Von Jürg Fischer und Karin Hoffsten

Vollziehende

Unter der Überschrift «Guantánamo wird nicht geschlossen» meldete der «Bund» online: «Das Gefangenenlager Guantánamo bleibt offen. Präsident Trump hat eine entsprechende Anordnung unterschrieben.» Wenn die Gefangenen sich jetzt freuen, dann zu früh. «Offen» ist in diesem Fall die Fake-Analogie zu «nicht geschlossen».
Jürg Fischer

Sortenreine

Kochrezepte gehören zu den beliebtesten Zeitungstexten. Aufgepasst, wenn Ihnen Buchstabensuppe vorgesetzt wird! Einen Linsensalat mit Orangenschale propagierte kürzlich das Magazin der «Zeit». Unter den Zutaten für 4 Personen: «250 g Linsen (bissfeste Sorge, zum Beispiel Beluga oder Du Puy)». Eine Zahnversicherung vor dem Verzehr ist ratsam, sonst müssen Sie sich wirklich Sorgen machen.
Jürg Fischer

Fernöstliche

«Qigong und Taijichuan am Orta-See» wurde in den Kleinanzeigen der vorletzten WOZ unter der Rubrik «Mediation» angepriesen, was Leser C. fragen liess, ob nicht eher «Meditation» richtig gewesen wäre. Ja und nein. Das Konfrontieren verschiedener Entspannungstechniken hat schon mehr als einmal zu Anspannung geführt.
Jürg Fischer

Unangebrachte

Eine wichtige Warnung setzte die Uni Basel ab: «Mit COPD ist nicht zu spassen. Die chronisch obstruktive Lungenerkrankung ist weltweit die vierthäufigste Todesursache.» Das sollten sich jene hinter die Ohren schreiben, die den ganzen Tag nichts Besseres zu tun haben, als noch häufigeren Todesursachen, wie Herzinfarkten und Tumoren, Witze zu erzählen.
Karin Hoffsten

Emotionale I

«Am Mittwoch war die Bergstasse den ganztags gesperrt, weil per Kran ein Notdach für das Haus mit einem Schaden von 200 000 Franken installiert werden musste», lautete eine Bildlegende in der «Schweiz am Wochenende». Dem traumatisierten Ehepaar, das dieses Haus zuvor bewohnte, hätten wir jetzt wenigstens ein schadenfreies Dach gegönnt.

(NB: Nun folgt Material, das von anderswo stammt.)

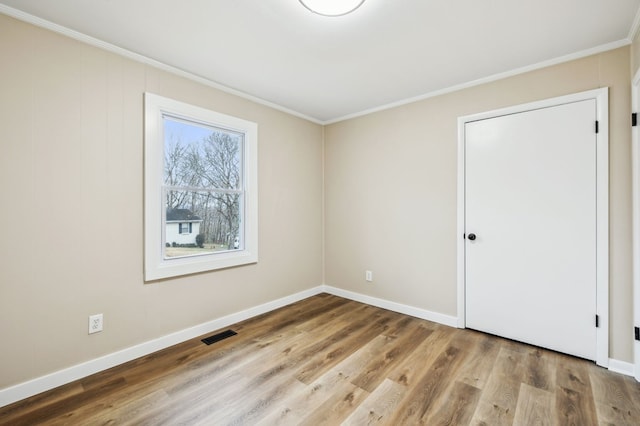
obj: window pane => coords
[164,116,243,190]
[164,190,243,258]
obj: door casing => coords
[456,87,609,367]
[631,70,640,381]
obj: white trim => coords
[0,4,640,126]
[609,359,633,377]
[322,39,631,125]
[456,87,609,367]
[144,92,258,281]
[0,4,324,125]
[322,285,458,327]
[0,286,323,407]
[627,5,640,44]
[631,70,640,381]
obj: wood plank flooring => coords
[0,294,640,426]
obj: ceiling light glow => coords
[300,0,364,16]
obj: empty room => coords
[0,0,640,426]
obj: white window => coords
[180,223,191,234]
[145,93,258,281]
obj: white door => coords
[464,99,597,360]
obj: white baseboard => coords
[609,359,635,377]
[0,285,634,407]
[321,285,458,327]
[0,286,324,407]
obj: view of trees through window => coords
[163,116,244,258]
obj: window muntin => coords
[145,93,257,280]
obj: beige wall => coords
[0,10,637,389]
[325,47,632,362]
[0,15,323,389]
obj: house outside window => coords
[145,93,258,281]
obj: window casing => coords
[144,93,258,281]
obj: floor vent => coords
[202,330,238,345]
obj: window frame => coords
[144,92,258,281]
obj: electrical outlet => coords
[89,314,102,334]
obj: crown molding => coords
[0,4,324,125]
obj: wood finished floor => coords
[0,294,640,426]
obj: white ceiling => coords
[0,0,640,123]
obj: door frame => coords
[631,70,640,381]
[456,87,608,367]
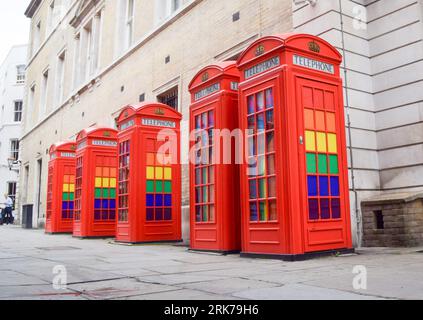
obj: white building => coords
[0,45,27,210]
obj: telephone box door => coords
[241,75,286,253]
[296,77,349,252]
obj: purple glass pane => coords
[308,199,319,220]
[147,209,154,221]
[94,199,101,209]
[250,202,258,221]
[320,199,330,219]
[156,194,163,207]
[331,199,341,219]
[101,199,109,209]
[146,194,154,207]
[307,176,317,197]
[164,194,172,206]
[330,177,339,197]
[155,208,163,220]
[319,177,329,197]
[164,208,172,220]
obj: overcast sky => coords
[0,0,30,64]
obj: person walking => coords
[3,193,13,224]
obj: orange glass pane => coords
[103,167,110,177]
[326,112,336,132]
[316,111,326,131]
[304,109,314,130]
[147,153,155,166]
[110,168,117,178]
[95,167,103,177]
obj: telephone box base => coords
[114,239,184,245]
[188,248,240,256]
[241,248,355,262]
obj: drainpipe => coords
[339,0,361,247]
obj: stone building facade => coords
[0,45,27,210]
[20,0,423,245]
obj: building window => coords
[38,69,49,119]
[55,51,66,106]
[10,139,19,161]
[73,33,81,89]
[7,182,16,203]
[13,100,23,122]
[157,86,178,110]
[32,21,41,55]
[16,64,26,84]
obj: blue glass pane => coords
[164,208,172,220]
[331,199,341,219]
[155,208,163,220]
[145,194,154,207]
[320,199,330,219]
[248,96,255,114]
[164,194,172,206]
[156,194,163,207]
[307,176,317,197]
[308,199,319,220]
[250,180,257,199]
[330,177,339,197]
[101,199,109,209]
[250,202,258,221]
[94,199,101,209]
[110,199,116,209]
[319,177,329,196]
[147,209,154,221]
[257,113,265,130]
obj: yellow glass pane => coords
[156,167,163,179]
[110,178,116,188]
[328,133,338,153]
[147,167,154,179]
[317,132,328,152]
[95,178,102,188]
[165,168,172,180]
[306,131,316,151]
[103,178,110,188]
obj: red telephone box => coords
[116,103,182,243]
[73,128,117,238]
[189,61,241,253]
[237,34,352,260]
[45,142,76,234]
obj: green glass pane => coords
[307,153,316,173]
[329,155,339,174]
[164,181,172,193]
[318,154,328,173]
[103,189,110,199]
[260,201,267,221]
[110,189,116,199]
[259,179,267,199]
[147,180,154,193]
[95,188,101,199]
[203,206,209,221]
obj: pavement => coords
[0,226,423,300]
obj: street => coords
[0,226,423,300]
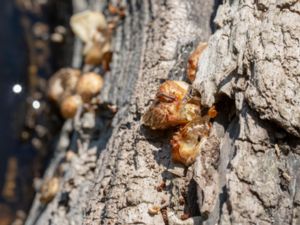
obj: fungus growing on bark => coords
[60,95,82,119]
[70,10,111,65]
[143,80,200,130]
[48,68,80,104]
[40,177,59,204]
[76,72,104,102]
[187,42,207,82]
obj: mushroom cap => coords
[48,68,80,103]
[70,10,107,43]
[76,72,104,102]
[60,95,82,119]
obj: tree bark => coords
[26,0,300,225]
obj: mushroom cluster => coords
[48,68,103,118]
[142,43,213,166]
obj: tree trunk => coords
[26,0,300,225]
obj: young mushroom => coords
[60,95,82,119]
[70,10,111,65]
[142,80,200,130]
[171,106,217,166]
[40,177,59,204]
[76,72,104,102]
[48,68,80,104]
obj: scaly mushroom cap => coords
[76,72,104,102]
[187,42,207,82]
[48,68,80,104]
[70,10,107,43]
[40,177,59,204]
[171,119,210,166]
[60,95,82,119]
[143,80,200,130]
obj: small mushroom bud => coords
[187,42,207,82]
[84,41,111,65]
[70,10,107,43]
[143,80,200,130]
[76,72,104,102]
[171,118,210,166]
[48,68,80,104]
[60,95,82,119]
[40,177,59,204]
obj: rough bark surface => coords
[27,0,300,225]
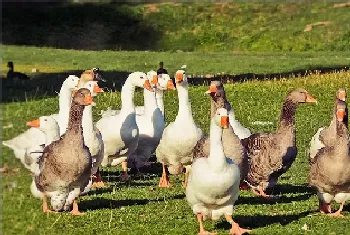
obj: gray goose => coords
[241,88,317,197]
[309,100,350,216]
[309,88,348,161]
[34,88,92,215]
[191,81,248,187]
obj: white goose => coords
[186,108,250,235]
[156,70,203,187]
[2,75,79,165]
[127,71,175,172]
[96,72,153,180]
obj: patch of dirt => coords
[304,21,332,32]
[333,2,350,8]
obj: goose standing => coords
[96,72,153,180]
[34,88,92,215]
[156,70,203,187]
[309,100,350,216]
[127,71,175,173]
[186,108,250,235]
[193,81,248,188]
[309,88,348,160]
[241,88,316,197]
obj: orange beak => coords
[337,109,345,122]
[93,83,103,93]
[175,73,184,82]
[143,80,154,91]
[27,119,40,127]
[305,93,317,103]
[338,91,346,101]
[84,95,93,104]
[205,85,216,94]
[152,75,158,85]
[221,116,230,128]
[166,80,176,90]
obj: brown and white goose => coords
[309,88,348,160]
[34,88,92,215]
[309,100,350,216]
[241,88,316,197]
[191,81,247,189]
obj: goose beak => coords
[166,80,176,90]
[143,80,154,91]
[27,119,40,127]
[175,73,184,83]
[220,116,230,129]
[205,85,216,94]
[305,93,317,103]
[84,95,93,105]
[337,109,345,122]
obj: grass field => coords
[1,47,350,235]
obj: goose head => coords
[336,88,346,101]
[287,88,317,103]
[27,116,58,133]
[127,72,154,91]
[175,69,187,86]
[157,74,176,91]
[213,108,230,129]
[72,88,93,106]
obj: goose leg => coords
[43,193,57,213]
[70,200,85,215]
[225,215,252,235]
[327,201,345,217]
[318,200,332,214]
[197,213,216,235]
[159,163,171,188]
[120,161,130,182]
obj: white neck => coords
[81,105,95,143]
[120,80,135,114]
[58,86,72,135]
[143,88,158,116]
[175,81,193,121]
[208,117,226,170]
[156,90,165,118]
[45,127,60,146]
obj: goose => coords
[241,88,317,197]
[100,74,175,120]
[24,116,60,174]
[127,71,175,174]
[156,70,204,187]
[7,61,30,80]
[2,75,79,165]
[186,108,251,234]
[96,72,153,181]
[308,100,350,217]
[34,88,92,215]
[193,81,247,188]
[309,88,348,160]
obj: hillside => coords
[0,1,350,52]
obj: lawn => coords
[1,46,350,235]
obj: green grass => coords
[0,0,350,52]
[1,52,350,235]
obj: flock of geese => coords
[3,68,350,234]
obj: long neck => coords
[278,98,297,130]
[156,89,165,118]
[121,80,135,113]
[82,105,94,141]
[176,81,193,120]
[143,88,158,115]
[58,86,72,135]
[208,118,226,170]
[66,103,85,138]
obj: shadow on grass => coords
[216,211,312,230]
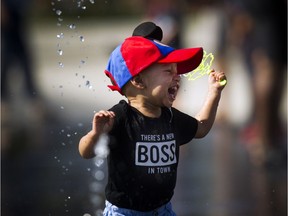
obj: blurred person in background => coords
[219,0,287,166]
[1,0,38,102]
[142,0,183,49]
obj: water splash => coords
[57,32,64,39]
[57,49,63,55]
[56,10,62,16]
[68,23,76,29]
[58,62,64,67]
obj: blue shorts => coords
[103,201,176,216]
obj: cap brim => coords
[158,47,203,74]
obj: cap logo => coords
[152,40,175,57]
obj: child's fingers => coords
[95,110,115,118]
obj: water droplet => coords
[94,170,105,181]
[57,49,63,55]
[85,80,90,88]
[57,33,64,39]
[95,157,104,167]
[56,10,62,16]
[69,24,76,29]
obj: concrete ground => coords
[1,11,287,216]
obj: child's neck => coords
[128,99,161,118]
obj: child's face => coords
[141,63,180,107]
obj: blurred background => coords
[1,0,287,216]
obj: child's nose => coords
[173,74,181,82]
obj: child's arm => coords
[79,110,115,158]
[195,70,226,138]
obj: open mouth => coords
[168,85,179,100]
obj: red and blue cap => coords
[105,22,203,94]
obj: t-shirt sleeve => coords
[172,108,198,145]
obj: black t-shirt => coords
[106,100,197,212]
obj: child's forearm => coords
[195,90,221,138]
[79,131,99,159]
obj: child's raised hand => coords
[209,69,227,90]
[92,110,115,134]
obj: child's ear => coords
[130,75,145,89]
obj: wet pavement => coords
[1,14,287,216]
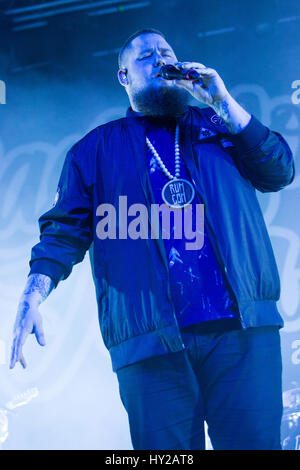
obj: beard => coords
[131,80,190,117]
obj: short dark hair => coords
[118,28,166,68]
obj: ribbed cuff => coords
[230,114,269,153]
[28,259,65,287]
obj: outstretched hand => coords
[9,300,46,369]
[175,62,229,106]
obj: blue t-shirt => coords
[145,114,239,327]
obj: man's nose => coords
[155,54,166,67]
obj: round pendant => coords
[161,178,195,209]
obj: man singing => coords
[10,29,295,450]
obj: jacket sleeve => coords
[230,115,295,193]
[28,149,92,287]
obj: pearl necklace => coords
[146,124,195,209]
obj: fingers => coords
[9,329,29,369]
[34,321,46,346]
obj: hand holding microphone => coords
[159,62,229,106]
[159,64,200,80]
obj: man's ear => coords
[118,69,128,86]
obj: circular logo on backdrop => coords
[210,114,225,126]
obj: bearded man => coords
[10,29,295,450]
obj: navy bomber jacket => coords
[29,106,295,371]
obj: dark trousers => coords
[117,326,282,450]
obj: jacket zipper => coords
[191,177,246,329]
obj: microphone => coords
[159,64,200,80]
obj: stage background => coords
[0,0,300,450]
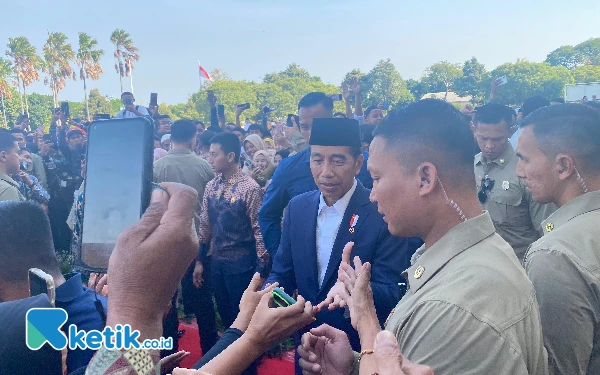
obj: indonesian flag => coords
[198,61,211,81]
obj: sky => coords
[0,0,600,104]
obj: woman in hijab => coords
[242,134,267,176]
[251,150,275,188]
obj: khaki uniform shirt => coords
[30,154,48,190]
[525,191,600,375]
[154,149,215,229]
[475,144,556,262]
[0,172,27,201]
[385,213,548,375]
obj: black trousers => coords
[162,257,219,356]
[210,262,254,328]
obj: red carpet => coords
[179,320,294,375]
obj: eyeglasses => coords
[477,175,494,204]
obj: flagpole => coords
[198,60,202,91]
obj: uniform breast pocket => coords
[487,186,528,226]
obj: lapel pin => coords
[348,214,358,233]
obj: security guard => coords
[298,99,548,375]
[517,104,600,374]
[471,103,556,262]
[0,131,25,201]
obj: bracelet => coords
[358,349,375,363]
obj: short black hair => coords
[473,103,515,128]
[373,99,475,189]
[521,104,600,173]
[360,124,377,144]
[298,92,333,113]
[521,95,550,118]
[0,132,17,152]
[198,130,216,147]
[8,128,25,137]
[210,133,242,163]
[248,124,266,135]
[0,201,60,283]
[171,120,196,143]
[275,149,290,159]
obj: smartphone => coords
[273,288,296,307]
[285,114,300,128]
[60,102,71,118]
[76,117,154,272]
[29,268,56,306]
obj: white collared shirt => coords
[317,178,356,287]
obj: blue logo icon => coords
[25,308,68,350]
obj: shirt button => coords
[415,266,425,279]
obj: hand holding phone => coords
[273,287,296,307]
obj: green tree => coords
[43,32,76,107]
[454,57,490,103]
[263,63,321,83]
[575,38,600,65]
[362,59,414,107]
[110,29,140,93]
[546,46,586,69]
[6,36,43,113]
[0,57,12,128]
[491,60,574,105]
[571,65,600,83]
[422,61,463,100]
[406,78,428,100]
[77,33,105,121]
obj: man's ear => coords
[418,162,438,197]
[555,154,575,181]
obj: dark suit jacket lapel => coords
[298,190,320,300]
[315,181,370,294]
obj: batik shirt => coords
[198,171,270,277]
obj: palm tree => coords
[6,36,44,114]
[0,57,12,128]
[110,29,140,93]
[77,33,104,121]
[43,32,76,107]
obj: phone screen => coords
[60,102,71,118]
[29,268,56,305]
[78,117,154,271]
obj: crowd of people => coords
[0,76,600,375]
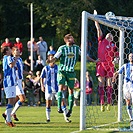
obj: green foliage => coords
[0,0,133,47]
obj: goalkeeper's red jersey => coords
[98,36,118,62]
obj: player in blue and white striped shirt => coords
[40,51,71,122]
[2,47,17,127]
[11,47,26,121]
[114,53,133,121]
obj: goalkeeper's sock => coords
[46,107,51,120]
[106,86,113,104]
[127,105,133,120]
[98,87,104,105]
[61,105,67,120]
[58,91,62,109]
[68,94,74,112]
[6,104,13,122]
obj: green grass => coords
[0,106,130,133]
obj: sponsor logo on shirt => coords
[67,52,74,58]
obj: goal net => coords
[80,11,133,131]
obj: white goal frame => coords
[80,11,124,130]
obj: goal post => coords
[80,11,133,130]
[80,11,88,130]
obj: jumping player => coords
[95,21,118,112]
[2,47,17,127]
[113,53,133,121]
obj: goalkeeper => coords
[95,21,118,112]
[47,34,98,117]
[113,53,133,121]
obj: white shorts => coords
[45,93,57,100]
[45,92,65,100]
[16,79,24,96]
[4,86,16,98]
[123,82,133,100]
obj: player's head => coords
[16,37,20,42]
[64,34,74,45]
[105,33,113,42]
[47,51,55,60]
[128,53,133,62]
[1,47,11,55]
[12,47,20,56]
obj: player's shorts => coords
[96,62,114,78]
[58,71,76,89]
[4,86,16,98]
[45,93,57,100]
[123,82,133,101]
[16,79,24,96]
[45,92,64,100]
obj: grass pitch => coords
[0,106,130,133]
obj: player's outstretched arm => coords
[87,55,100,63]
[95,21,103,37]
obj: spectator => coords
[24,56,34,72]
[86,71,93,105]
[37,36,48,66]
[1,38,13,49]
[14,37,23,55]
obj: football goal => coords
[80,11,133,131]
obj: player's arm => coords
[95,21,103,37]
[40,78,45,92]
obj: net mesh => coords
[86,12,133,130]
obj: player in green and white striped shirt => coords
[47,34,96,117]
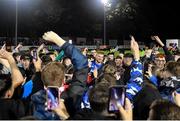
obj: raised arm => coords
[131,36,140,61]
[126,36,143,101]
[0,49,24,88]
[152,36,173,61]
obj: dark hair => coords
[164,61,180,77]
[0,74,12,98]
[115,55,122,59]
[89,82,110,112]
[149,100,180,120]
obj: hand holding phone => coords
[108,85,126,113]
[47,86,60,110]
[33,50,38,61]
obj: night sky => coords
[0,0,180,41]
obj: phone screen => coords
[33,50,38,60]
[108,86,126,113]
[47,87,59,110]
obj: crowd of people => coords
[0,31,180,120]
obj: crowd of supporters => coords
[0,31,180,120]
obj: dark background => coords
[0,0,180,42]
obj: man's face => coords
[64,58,72,66]
[108,54,114,61]
[96,54,104,63]
[22,59,30,69]
[123,57,133,66]
[49,54,56,61]
[16,55,21,63]
[154,57,166,69]
[115,58,122,66]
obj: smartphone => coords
[46,86,60,110]
[108,85,126,113]
[33,50,38,61]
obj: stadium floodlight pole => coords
[15,0,18,46]
[101,0,108,45]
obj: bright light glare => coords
[101,0,108,5]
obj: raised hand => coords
[118,98,133,120]
[0,49,14,61]
[1,44,6,50]
[131,36,140,61]
[172,91,180,107]
[33,57,42,72]
[43,31,65,46]
[37,43,45,55]
[151,36,164,47]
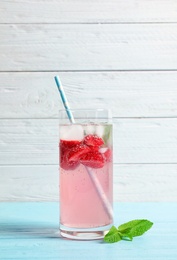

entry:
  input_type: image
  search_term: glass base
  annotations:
[60,224,113,240]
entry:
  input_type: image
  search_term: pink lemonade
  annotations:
[59,124,113,239]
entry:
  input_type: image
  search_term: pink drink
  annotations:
[59,110,113,239]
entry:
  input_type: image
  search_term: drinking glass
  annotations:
[59,109,113,240]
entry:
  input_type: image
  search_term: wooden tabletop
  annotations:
[0,202,177,260]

Es gibt immer wieder Unglücke, die auch Bericht erstattende JournalistInnen derart mitnehmen, dass ihnen vor den Augen die Lettern verschwimmen.
Karin Hoffsten

Emotionale II

Das ging offenbar auch dem Autor der NZZ so, als er über einen deutschen Bürgermeister berichtete, der sich seit Jahren über einen ortsansässigen «Reichsbürger» ärgert: «Und mehrfach hätte er ihm am liebsten geohrfeigt.» Wenn er ihm endlich mal rechts und links eine langt, stimmts wieder.
Karin Hoffsten

Emotionale III

«Guten Zeiten für Büezer», konstatierte der «Blick». Schlechten Zeiten für grammatikalisch Sensible, sagen wir.
Karin Hoffsten

Paradoxe

Zum hier letzte Woche zitierten Satz aus der «htr Hotel Revue», manche Hotels «verkürzten ihre Fristen für eine kostenlose Stornierung von 24 auf 48 Stunden vor Check-in», erhielten wir berechtigte Hinweise, dass die Verlängerung der Zeit, in der nur noch kostenpflichtig storniert werden kann, für die Gäste eine Verkürzung bedeute. Wir empfehlen den Satz zur Aufnahme in den Lehrplan «Philosophie für Fortgeschrittene».